FTC Plans to Study Competitive Impacts of Authorized Generic Drugs
The US Federal Trade Commission (FTC, Washington, DC, www.ftc.gov) plans to study the use, and the likely short- and long-term competitive effects, of authorized generics in the prescription drug market. An authorized generic is chemically identical to a particular brand-name drug, but the brand-name manufacturer authorizes it to be marketed in a generic version.
The FTC will accept comments on its "Authorized Generic Drug Study," until June 5, 2006. The FTC also has authorized its staff to use compulsory process to collect the information needed for the study from roughly 80 brand-name drug manufacturers, 10 authorized generic companies, and 100 independent generic manufacturers, the FTC said in a release. With approval from the Office of Management and Budget, the FTC says it will likely issue the information collection orders later this year and prepare a final report in 2007.
Among other objectives, the study will examine actual wholesale prices (including rebates and discounts) for brand-name and generic drugs, both with and without competition from authorized generics; business reasons that support authorized generic entry; factors relevant to the decisions of generic firms about whether and under what circumstances to seek entry prior to patent expiration; and licensing agreements with authorized generics.
In certain circumstances, the Hatch-Waxman Act allows the first-filing generic competitor of a branded drug a 180-day marketing exclusivity period.

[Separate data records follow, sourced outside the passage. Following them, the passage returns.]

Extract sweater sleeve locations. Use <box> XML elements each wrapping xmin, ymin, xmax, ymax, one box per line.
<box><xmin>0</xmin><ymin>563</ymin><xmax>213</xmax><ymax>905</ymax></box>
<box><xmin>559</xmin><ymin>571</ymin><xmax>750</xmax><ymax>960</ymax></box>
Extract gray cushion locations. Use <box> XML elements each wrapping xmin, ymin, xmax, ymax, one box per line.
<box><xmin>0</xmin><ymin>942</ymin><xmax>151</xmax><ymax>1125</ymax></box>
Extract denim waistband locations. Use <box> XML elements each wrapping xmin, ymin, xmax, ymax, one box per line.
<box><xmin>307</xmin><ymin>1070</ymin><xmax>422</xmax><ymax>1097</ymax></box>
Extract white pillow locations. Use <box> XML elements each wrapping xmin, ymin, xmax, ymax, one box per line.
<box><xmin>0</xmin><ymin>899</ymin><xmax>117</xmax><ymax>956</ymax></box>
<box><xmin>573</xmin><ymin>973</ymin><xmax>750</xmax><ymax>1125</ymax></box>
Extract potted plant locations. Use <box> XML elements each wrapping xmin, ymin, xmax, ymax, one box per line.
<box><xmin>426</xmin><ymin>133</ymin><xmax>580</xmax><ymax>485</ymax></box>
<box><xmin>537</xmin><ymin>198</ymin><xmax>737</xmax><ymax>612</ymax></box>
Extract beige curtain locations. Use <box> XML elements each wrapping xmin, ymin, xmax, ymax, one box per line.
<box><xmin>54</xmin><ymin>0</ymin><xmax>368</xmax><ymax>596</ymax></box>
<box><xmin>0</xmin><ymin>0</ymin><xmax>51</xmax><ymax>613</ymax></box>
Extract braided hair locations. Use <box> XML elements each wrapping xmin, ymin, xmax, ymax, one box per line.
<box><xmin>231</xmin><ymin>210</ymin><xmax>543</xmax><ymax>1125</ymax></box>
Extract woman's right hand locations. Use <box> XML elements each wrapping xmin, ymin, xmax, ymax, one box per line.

This marketing exclusivity period granted to certain generic first-filers, however, does not preclude competition from “authorized generics” that have an approved new drug application (NDA) on file with the FDA. Recently, brand-name drug makers have begun marketing authorized generics at exactly the same time the generic first-filer is beginning its 180-day marketing exclusivity period, leading to questions about the effects of authorized generics on pharmaceutical competition.
On average, the first generic competitor prices its product only slightly lower than the brand-name manufactures, according to a recent analysis offered by US Food and Drug Administration (Rockville, MD, www.fda.gov) through data supplied by IMS Health (Stamford, CT, www.imshealth.com). The data show that the appearance of a second generic manufacturer reduces the average generic price to nearly half the brand name price, with additional price decline as more generic manufacturers market the product. For products that attract a large number of generic manufacturers, the average generic price falls to 20% and lower of the branded price.